Ongoing analyses are examining other outcome measures (Aim 3), as well as the 12-month results for suicide events and attempts.
The direct impact of the current study thus far has been a reduction of suicide attempts within 100 days among Veteran participants receiving MBCT-S. More broadly, a recent HSR&D evidence synthesis report noted the gap in suicide prevention studies targeting high-risk Veteran populations.
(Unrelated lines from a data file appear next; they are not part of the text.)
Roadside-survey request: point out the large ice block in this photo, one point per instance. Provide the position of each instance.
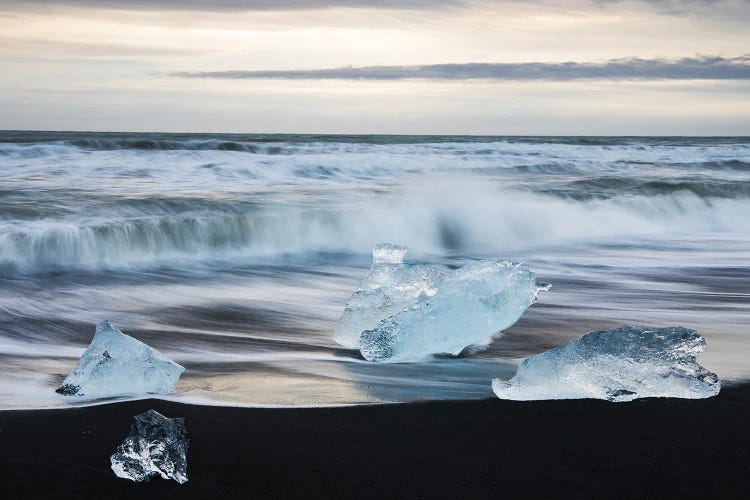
(391, 286)
(622, 364)
(156, 446)
(116, 364)
(470, 305)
The findings of this study directly address this area, showing promising outcomes for MBCT-S delivered to Veterans at high-risk for suicide. MBCT-S was tested and can be used adjunctively while Veterans receive other VA-suicide prevention interventions and services. Preliminary results for MBCT-S show promise for expanding the VHA's existing array of suicide prevention strategies and psychotherapies, particularly within VA residential programs.